Retailing for about $25, the WaterSafe Well Water Test Kit is affordable. The results are provided as a range rather than an exact measurement. We prefer specificity, but for the price, it’s to be expected. At-home testing is also more prone to more human error too. If you are likely going to send your water to the lab anyway, the $25 WaterSafe kit may be overkill.

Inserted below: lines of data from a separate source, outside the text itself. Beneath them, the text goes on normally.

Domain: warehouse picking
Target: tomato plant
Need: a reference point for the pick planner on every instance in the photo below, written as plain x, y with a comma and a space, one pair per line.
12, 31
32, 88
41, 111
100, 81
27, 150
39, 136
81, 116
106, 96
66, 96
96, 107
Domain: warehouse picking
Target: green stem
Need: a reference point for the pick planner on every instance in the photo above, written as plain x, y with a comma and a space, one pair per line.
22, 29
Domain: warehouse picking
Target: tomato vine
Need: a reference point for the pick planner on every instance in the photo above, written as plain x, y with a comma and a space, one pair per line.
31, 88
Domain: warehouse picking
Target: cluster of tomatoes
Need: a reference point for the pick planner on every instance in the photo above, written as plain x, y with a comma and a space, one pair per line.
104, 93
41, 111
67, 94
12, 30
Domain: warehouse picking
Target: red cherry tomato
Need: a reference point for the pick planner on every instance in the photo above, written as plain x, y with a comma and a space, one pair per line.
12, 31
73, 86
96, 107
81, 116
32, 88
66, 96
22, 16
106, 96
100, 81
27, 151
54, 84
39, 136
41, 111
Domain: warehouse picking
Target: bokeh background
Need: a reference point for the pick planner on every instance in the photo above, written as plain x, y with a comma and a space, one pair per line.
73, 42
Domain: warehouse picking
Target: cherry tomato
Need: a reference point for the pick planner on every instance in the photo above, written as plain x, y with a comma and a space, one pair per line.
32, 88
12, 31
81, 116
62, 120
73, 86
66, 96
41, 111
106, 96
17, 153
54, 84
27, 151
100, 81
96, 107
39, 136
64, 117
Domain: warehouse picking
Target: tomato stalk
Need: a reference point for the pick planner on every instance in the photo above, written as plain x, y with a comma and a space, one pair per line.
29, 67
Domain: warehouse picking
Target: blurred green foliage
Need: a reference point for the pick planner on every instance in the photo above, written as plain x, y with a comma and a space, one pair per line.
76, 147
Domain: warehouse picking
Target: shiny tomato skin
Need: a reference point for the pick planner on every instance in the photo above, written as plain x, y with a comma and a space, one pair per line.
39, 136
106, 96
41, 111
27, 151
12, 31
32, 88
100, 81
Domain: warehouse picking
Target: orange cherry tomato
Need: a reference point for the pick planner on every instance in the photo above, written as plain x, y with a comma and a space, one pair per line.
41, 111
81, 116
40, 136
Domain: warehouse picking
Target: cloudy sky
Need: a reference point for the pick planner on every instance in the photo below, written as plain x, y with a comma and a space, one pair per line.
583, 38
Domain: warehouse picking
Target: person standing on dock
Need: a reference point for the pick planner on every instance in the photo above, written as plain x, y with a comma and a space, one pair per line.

WaterSafe Well Water Test Kit vs. Essential indicators Water Test

If you’re looking for more comprehensive information or want to clear up any doubts about the quality of your water, a mail-in kit sent to a laboratory is a better—albeit more expensive—choice. At $129, the Essential Indicators Water Test is certainly a splurge, but it offers superior testing capabilities. The mail-in tests rules out more than 170 contaminants, which is far more extensive than any at-home water testing kit. 

Final Verdict

We would only use this test in conjunction with lab testing. 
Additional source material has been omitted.